Cristina, played by Sandra Oh (okay, she is a serious and good actor) is caught in a love triangle -- the standard plot line of the show -- that puts her in a bind. Her heart surgeon mentor is in love with her boyfriend doctor. The upshot is, she can't keep her mentor and her lover. She has to choose, love or surgery. That becomes the mantra for the episode, "love or surgery" asked of every character male or female.
It was Sigmund Freud who famously said, "Love and work... work and love, that's all there is."
What he had no way of anticipating is the complexity of engaging in both, simultaneously, in the modern world. Feminism was born out of women's desire to be moms and workers (and to be treated fairly in both roles).
I would argue much of the dilemma faced by men in 2010 is caused by their inability to reconcile love and work. One in five women are more educated and make more money than their husbands. Seventy percent of the jobs lost in the recession have been men's, so far. One in three men are less educated than their wives.
But those numbers only scratch the surface. As men, we are asked to roll on the ground with our kids, change diapers, and share our emotions with our spouses in ways that just wasn't part of the deal for our fathers. At the same time, the expectation to excel professionally has accelerated. A man's worth continues to be judged primarily by his checkbook in our society.
John Edwards and Tiger Woods are extreme examples of the quagmire between private and public life that many men find themselves in. How to be superhuman at work and at home? It's not easy. It requires compromise and a level of honesty about our shortcomings, which most men don't like to admit ("Babe, I just don't know if I can do this" are not words most men will utter to their wives without a gun pointed at their heads).
So all this was swirling in my head as I lay in bed next to my beautiful wife.

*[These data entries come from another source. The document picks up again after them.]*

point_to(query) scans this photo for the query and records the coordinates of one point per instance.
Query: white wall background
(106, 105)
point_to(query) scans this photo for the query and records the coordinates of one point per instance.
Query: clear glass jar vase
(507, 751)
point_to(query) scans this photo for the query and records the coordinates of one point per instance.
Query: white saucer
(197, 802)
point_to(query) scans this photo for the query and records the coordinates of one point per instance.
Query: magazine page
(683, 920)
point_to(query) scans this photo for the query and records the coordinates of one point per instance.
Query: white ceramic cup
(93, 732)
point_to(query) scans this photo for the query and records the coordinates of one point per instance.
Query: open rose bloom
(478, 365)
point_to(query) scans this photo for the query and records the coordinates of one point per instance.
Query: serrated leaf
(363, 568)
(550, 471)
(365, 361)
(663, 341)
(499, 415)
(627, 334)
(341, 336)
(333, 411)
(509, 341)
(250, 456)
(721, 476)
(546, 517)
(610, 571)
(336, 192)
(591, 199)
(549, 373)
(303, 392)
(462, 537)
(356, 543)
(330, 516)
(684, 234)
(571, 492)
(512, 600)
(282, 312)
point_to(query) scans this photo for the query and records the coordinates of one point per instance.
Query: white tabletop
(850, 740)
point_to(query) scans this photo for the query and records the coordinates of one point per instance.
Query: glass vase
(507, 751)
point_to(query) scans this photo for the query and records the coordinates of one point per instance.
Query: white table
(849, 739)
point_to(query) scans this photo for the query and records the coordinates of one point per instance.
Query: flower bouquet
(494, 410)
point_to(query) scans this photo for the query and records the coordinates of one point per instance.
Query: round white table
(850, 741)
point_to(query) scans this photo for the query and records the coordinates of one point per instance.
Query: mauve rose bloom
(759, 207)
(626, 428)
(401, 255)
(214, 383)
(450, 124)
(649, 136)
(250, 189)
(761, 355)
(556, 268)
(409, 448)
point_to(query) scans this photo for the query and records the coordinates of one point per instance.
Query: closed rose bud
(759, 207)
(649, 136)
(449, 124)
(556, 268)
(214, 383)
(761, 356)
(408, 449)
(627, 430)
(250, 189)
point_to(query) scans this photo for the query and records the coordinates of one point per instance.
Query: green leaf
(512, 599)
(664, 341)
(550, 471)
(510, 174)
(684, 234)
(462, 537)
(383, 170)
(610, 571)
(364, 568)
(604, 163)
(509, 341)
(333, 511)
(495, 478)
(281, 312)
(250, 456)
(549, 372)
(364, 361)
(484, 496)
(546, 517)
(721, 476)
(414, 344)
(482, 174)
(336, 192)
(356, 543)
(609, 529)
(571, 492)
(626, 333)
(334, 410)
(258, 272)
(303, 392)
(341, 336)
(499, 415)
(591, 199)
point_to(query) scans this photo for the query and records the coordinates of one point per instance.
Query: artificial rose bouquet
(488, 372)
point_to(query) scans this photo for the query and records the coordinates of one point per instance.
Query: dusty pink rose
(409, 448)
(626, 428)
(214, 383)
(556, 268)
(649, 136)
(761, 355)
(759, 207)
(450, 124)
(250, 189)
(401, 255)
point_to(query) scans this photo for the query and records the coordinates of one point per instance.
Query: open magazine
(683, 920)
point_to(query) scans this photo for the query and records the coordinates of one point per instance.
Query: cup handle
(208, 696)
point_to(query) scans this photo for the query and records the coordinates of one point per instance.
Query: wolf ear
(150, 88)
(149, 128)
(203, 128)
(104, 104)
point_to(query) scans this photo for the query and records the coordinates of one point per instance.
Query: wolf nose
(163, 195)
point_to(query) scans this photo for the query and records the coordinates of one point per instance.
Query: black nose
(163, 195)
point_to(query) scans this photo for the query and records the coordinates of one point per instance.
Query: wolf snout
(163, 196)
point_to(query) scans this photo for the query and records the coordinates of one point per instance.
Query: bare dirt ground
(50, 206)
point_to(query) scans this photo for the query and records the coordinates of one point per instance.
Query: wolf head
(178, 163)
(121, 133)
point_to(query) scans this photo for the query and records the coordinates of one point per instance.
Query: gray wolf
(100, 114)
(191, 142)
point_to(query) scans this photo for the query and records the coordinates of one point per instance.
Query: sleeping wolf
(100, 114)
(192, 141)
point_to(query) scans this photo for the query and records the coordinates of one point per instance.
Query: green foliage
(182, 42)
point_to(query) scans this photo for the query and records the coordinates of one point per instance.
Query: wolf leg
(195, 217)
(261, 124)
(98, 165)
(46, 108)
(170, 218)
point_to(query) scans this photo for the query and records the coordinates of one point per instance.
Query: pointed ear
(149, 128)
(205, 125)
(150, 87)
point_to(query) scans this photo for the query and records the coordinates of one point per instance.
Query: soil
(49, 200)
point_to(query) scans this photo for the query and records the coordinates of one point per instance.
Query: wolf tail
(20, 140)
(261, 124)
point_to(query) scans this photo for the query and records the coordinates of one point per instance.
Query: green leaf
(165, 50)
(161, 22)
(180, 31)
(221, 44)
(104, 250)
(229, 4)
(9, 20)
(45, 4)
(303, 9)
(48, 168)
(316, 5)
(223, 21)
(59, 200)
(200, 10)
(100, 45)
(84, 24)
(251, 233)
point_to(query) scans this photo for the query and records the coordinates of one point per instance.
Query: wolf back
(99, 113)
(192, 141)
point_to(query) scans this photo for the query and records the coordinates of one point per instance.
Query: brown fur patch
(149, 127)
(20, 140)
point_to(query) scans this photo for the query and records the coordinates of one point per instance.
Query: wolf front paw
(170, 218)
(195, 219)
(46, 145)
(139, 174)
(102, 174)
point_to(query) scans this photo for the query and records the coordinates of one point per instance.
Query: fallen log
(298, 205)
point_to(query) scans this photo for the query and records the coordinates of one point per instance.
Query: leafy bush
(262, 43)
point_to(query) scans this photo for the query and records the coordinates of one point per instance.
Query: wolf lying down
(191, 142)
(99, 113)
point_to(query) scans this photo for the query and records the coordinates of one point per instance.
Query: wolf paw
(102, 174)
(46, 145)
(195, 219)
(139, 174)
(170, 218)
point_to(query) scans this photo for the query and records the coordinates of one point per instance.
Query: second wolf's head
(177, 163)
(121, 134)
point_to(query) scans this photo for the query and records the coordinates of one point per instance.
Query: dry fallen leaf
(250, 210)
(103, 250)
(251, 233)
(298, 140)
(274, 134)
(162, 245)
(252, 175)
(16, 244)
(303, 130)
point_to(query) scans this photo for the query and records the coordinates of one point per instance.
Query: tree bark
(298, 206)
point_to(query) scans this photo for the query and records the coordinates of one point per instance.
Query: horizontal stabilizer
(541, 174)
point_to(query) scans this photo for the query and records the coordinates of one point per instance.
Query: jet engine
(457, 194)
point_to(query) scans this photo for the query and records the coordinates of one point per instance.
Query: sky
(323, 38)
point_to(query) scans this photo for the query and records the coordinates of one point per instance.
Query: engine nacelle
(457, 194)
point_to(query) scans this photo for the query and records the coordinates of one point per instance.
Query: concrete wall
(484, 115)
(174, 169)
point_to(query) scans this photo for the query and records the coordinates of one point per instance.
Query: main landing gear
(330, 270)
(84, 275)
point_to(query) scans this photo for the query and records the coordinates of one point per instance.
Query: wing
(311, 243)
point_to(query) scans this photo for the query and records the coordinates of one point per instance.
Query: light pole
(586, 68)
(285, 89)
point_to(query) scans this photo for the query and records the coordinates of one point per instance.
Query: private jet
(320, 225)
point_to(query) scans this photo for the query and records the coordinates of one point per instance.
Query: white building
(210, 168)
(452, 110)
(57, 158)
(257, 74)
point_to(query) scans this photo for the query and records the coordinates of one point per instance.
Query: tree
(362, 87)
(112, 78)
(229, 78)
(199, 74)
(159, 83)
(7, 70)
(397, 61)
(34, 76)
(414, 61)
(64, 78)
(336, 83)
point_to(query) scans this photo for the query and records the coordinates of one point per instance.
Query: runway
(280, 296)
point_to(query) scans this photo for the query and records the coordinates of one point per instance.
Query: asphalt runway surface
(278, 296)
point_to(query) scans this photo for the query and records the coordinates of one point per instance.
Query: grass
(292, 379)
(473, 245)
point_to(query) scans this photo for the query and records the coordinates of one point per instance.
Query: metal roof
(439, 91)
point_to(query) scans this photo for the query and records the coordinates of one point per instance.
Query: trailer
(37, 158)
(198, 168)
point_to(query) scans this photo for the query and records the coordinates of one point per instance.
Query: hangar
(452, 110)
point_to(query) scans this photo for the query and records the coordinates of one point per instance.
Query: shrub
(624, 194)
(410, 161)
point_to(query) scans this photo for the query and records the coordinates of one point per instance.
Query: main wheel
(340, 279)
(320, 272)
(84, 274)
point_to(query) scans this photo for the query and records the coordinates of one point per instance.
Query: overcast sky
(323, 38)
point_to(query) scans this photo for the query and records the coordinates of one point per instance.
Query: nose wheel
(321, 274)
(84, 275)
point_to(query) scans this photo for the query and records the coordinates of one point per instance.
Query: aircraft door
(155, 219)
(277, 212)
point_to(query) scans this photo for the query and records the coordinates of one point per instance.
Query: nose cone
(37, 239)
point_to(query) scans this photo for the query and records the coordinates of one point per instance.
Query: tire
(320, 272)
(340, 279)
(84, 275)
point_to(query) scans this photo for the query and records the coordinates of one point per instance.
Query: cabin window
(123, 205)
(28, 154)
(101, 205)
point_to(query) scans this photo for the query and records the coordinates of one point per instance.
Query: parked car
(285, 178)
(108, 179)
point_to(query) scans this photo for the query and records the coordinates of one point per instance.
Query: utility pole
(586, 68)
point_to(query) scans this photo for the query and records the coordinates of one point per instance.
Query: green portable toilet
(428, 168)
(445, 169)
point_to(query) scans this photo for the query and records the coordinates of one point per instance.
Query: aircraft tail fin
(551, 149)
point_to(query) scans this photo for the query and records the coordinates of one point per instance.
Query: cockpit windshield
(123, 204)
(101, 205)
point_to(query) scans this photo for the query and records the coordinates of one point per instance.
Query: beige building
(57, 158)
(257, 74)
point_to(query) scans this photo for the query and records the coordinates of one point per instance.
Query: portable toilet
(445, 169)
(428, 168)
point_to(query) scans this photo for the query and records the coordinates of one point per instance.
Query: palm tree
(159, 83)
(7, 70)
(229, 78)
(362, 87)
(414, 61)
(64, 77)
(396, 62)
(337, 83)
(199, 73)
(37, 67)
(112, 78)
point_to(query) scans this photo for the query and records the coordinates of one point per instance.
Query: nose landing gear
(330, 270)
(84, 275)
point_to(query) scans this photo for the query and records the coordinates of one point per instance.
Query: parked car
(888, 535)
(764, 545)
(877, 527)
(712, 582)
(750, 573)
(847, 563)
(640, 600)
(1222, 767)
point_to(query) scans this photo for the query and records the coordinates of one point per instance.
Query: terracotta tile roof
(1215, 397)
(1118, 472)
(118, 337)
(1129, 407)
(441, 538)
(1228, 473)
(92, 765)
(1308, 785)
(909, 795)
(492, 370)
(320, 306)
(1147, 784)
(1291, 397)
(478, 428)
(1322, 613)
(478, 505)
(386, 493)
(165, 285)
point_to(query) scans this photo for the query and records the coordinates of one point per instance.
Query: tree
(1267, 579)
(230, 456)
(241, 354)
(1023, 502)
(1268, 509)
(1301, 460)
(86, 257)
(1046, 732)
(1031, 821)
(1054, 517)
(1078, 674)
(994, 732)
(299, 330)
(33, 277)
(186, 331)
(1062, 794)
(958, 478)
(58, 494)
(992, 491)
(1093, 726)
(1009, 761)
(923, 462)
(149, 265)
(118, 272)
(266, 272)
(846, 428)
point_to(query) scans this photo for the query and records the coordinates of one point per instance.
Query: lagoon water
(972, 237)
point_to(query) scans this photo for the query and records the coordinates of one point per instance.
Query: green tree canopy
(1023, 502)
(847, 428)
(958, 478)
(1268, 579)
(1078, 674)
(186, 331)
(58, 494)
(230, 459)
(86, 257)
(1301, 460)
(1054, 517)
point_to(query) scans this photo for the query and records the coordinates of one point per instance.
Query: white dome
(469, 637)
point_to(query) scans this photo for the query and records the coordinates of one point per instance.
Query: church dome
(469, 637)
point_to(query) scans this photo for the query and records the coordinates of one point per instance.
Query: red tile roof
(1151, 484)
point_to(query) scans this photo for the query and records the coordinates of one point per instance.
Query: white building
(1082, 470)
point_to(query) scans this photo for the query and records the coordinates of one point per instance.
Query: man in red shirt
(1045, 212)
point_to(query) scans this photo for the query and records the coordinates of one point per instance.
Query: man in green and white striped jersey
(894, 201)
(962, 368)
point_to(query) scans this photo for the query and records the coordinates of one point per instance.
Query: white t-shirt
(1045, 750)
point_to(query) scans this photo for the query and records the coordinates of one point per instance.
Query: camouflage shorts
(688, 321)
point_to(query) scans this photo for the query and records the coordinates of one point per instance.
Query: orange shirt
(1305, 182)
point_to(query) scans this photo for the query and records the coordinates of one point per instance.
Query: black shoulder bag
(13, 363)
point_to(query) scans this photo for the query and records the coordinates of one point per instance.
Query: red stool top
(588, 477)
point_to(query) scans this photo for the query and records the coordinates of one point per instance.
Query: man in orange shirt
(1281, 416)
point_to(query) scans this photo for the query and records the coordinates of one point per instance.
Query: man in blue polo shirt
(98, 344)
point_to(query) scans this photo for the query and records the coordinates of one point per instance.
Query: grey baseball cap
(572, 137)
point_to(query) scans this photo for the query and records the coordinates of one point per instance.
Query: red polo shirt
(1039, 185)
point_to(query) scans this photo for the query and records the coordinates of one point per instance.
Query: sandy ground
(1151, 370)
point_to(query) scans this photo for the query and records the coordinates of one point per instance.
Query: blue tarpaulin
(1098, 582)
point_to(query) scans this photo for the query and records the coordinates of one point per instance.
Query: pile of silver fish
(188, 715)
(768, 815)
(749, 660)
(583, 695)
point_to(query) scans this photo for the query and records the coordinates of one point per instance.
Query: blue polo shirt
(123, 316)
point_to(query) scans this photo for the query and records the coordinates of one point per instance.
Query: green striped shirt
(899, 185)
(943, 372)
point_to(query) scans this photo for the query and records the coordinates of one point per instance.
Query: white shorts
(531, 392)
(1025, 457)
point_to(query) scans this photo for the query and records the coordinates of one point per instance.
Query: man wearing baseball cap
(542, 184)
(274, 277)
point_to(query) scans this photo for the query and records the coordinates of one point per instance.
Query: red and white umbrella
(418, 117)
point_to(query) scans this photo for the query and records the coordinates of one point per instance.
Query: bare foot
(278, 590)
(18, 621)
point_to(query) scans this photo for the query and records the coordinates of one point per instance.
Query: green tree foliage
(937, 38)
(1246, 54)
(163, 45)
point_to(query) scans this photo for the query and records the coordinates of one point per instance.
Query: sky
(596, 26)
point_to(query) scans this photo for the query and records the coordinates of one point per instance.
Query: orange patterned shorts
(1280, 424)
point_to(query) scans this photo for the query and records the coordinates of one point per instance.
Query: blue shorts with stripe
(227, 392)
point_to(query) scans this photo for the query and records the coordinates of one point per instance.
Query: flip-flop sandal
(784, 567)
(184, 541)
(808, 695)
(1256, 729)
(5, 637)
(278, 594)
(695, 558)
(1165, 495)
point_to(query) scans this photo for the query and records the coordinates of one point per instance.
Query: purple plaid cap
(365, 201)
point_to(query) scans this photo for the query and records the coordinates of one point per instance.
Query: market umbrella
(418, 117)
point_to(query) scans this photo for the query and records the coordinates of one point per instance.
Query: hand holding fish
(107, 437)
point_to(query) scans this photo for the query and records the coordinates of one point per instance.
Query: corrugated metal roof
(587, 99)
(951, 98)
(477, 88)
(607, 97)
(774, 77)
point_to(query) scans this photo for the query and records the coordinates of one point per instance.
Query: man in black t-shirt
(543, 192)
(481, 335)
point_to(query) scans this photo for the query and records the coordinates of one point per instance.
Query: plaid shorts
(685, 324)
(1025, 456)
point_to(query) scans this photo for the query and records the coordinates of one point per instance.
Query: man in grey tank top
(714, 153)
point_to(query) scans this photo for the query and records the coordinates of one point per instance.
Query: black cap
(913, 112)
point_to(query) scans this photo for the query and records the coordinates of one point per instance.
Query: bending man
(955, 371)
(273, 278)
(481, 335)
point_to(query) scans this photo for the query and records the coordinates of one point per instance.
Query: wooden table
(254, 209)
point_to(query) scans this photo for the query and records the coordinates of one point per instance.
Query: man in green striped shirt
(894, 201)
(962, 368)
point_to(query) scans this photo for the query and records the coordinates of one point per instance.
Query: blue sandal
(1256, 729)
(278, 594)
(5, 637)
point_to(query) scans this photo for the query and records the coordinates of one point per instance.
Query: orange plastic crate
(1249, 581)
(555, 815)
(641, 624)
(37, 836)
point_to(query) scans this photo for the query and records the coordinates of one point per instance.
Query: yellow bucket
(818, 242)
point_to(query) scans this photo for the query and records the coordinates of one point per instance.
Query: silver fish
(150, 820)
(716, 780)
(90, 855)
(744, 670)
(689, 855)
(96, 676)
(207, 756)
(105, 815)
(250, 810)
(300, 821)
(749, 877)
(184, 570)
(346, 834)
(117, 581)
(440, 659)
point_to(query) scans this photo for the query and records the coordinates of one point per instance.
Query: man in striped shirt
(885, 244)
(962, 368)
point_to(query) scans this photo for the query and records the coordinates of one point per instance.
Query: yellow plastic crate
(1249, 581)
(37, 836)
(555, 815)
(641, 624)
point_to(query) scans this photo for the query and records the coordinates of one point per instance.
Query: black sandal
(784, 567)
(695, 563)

I wondered how well I had done at balancing work and love. How well I had modeled how to deal with success and failure for my two sons and a daughter?
I've lived a rather big life in some ways, CFO of a big company by 29, venture capitalist, writer. But I hit the wall 13 years ago. Going through a painful divorce with two, then baby children, while getting sober -- learning how to be a dad on my own with no safety ropes, getting remarried after six years and having a third child, while continuing to live a rather public life.
As I snuggled my wife in bed watching Derek and Izzie and the rest of the crew, my four-year-old son fell off to sleep and my 15-year-old daughter and then 13-year-old son came in to hug us goodnight, I realized that just talking about the strain of work and love was half the battle, since there are few easy answers whether you are male or female in our current society.
The problem, of course, is that us guys don't like to talk. As the pressure mounts, we often find ourselves lying to ourselves. And once we are lying to ourselves, its just a short hop over to begin lying to our loved ones. That's what got me in a heap of trouble all those years ago.
In the end Christina chooses work over love. But her lover Owen won't accept that answer, sweeping her off her feet in a passionate Hollywood ending. If only the real world was that easy.